Le Mali entre deux eaux

Le Mali entre deux eaux

le 09 septembre, 2013 dans Conflit malien par

Le nouveau Premier ministre malien, Oumar Tatam Ly, âgé de 49 ans, est un illustre inconnu aux yeux de ses compatriotes. Et pour cause, c’est un banquier qui n’a jamais exercé de fonction politique au Mali. Ce qui tombe plutôt bien, sachant que personne n’ira lui demander de se frotter aux affaires maliennes, un domaine que de toute évidence le président Ibrahim Boubacar Keïta entend se réserver.

Après de brillantes études universitaires en France, où il est d’ailleurs né, Oumar Tatam Ly a fait ses premières armes dans les rangs de la sinistre Banque Mondiale, avant d’intégrer au début des années 1990 la non moins sinistre Banque Centrale des Etats d’Afrique de l’Ouest, où il officiait dernièrement comme Conseiller spécial du gouverneur.

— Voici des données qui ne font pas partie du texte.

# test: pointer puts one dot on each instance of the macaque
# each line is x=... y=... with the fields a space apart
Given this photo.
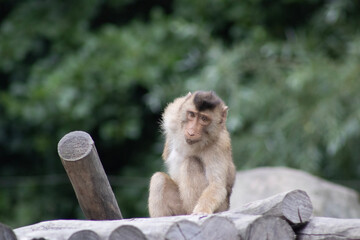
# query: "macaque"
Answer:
x=198 y=158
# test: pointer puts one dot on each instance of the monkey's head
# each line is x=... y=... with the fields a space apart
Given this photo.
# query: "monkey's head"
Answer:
x=203 y=117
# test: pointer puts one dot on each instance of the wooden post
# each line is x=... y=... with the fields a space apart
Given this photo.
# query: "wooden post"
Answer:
x=82 y=164
x=294 y=206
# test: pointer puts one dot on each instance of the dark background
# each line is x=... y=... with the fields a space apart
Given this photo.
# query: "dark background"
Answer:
x=288 y=70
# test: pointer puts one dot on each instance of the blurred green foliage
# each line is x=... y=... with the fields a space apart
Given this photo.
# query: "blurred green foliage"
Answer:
x=289 y=71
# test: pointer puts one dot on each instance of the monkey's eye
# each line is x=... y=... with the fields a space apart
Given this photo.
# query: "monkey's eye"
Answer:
x=204 y=119
x=191 y=115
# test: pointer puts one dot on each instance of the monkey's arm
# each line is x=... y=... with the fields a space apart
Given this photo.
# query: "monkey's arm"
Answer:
x=215 y=193
x=166 y=151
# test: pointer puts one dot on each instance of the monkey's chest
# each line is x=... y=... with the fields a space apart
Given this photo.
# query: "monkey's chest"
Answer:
x=192 y=181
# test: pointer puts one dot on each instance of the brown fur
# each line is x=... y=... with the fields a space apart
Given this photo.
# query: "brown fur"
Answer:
x=201 y=174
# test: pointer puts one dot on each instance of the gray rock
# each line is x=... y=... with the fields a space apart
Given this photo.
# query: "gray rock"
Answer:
x=329 y=199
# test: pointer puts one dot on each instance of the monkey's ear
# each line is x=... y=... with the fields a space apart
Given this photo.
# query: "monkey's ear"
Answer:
x=224 y=114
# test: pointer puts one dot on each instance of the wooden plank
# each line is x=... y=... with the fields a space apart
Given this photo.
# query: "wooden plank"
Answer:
x=293 y=206
x=320 y=228
x=83 y=166
x=127 y=232
x=85 y=234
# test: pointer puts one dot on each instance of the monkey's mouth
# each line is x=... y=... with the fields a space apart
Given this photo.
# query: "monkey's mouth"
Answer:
x=191 y=142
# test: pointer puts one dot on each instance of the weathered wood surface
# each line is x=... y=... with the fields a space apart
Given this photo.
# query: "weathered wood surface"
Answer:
x=179 y=227
x=320 y=228
x=82 y=164
x=257 y=227
x=217 y=226
x=263 y=182
x=294 y=206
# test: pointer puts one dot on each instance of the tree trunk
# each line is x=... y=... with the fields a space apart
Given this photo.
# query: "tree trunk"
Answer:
x=82 y=164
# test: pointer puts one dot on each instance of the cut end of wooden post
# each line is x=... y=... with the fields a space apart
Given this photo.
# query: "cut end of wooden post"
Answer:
x=297 y=207
x=75 y=145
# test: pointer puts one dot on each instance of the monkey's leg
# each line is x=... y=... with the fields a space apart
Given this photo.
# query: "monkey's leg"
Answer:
x=164 y=197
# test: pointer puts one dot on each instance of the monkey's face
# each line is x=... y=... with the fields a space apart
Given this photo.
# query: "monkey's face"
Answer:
x=195 y=125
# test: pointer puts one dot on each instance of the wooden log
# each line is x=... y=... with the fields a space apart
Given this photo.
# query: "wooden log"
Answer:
x=6 y=233
x=257 y=227
x=294 y=206
x=82 y=164
x=127 y=232
x=320 y=228
x=183 y=229
x=85 y=234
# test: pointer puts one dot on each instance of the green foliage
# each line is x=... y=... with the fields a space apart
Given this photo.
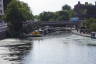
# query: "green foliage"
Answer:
x=65 y=14
x=66 y=7
x=46 y=16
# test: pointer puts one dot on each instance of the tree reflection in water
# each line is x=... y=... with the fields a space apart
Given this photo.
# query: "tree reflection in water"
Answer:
x=17 y=52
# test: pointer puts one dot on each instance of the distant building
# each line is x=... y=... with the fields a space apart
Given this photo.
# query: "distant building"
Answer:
x=1 y=7
x=86 y=10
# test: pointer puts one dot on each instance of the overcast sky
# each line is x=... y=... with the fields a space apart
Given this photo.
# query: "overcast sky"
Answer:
x=38 y=6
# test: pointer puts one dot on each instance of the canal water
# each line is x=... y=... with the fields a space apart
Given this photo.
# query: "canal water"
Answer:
x=53 y=49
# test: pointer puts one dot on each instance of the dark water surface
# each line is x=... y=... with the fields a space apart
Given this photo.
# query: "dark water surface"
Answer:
x=56 y=49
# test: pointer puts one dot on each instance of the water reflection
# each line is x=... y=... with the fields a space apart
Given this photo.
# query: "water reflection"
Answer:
x=14 y=54
x=63 y=49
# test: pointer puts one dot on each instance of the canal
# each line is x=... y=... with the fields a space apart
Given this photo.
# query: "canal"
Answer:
x=53 y=49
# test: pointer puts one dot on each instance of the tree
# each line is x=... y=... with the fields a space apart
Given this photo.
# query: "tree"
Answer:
x=16 y=13
x=6 y=2
x=46 y=16
x=91 y=24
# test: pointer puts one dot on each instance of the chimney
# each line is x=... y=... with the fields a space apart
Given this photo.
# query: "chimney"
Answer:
x=95 y=3
x=86 y=3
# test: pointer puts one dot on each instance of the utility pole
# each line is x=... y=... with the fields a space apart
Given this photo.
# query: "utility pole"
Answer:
x=1 y=8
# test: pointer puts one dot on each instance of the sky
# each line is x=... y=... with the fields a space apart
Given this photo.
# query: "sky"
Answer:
x=38 y=6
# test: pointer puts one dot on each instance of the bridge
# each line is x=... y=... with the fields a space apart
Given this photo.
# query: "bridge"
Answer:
x=65 y=23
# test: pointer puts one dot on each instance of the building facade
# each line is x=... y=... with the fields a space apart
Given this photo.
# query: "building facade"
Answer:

La BCEAO, qui reste étroitement contrôlée par l’ancien colonisateur français, grâce notamment au droit de veto de ce dernier sur les orientations monétaires suivies. La BCEAO, dont le point commun de ses quatorze pays membres est donc de n’avoir aucune souveraineté monétaire…  On l’aura compris, Oumar Tatam Ly a indéniablement tout pour plaire à l’ami français ! Bien né, bien éduqué, et surtout, un fier participant à la plus grande escroquerie perpétrée depuis les indépendances africaines, qu’est le Franc CFA.

Les Maliens, pour ceux qui s’en souviennent, ont mieux connu Ibrahima Ly, son père, un écrivain qui durant les années de plomb, paya cher son engagement pour la démocratie, en séjournant longuement dans les cachots de l’autocrate Moussa Traoré. Celui-là même que le président Keïta, lors de la passation de pouvoir, a présenté comme « un grand républicain ».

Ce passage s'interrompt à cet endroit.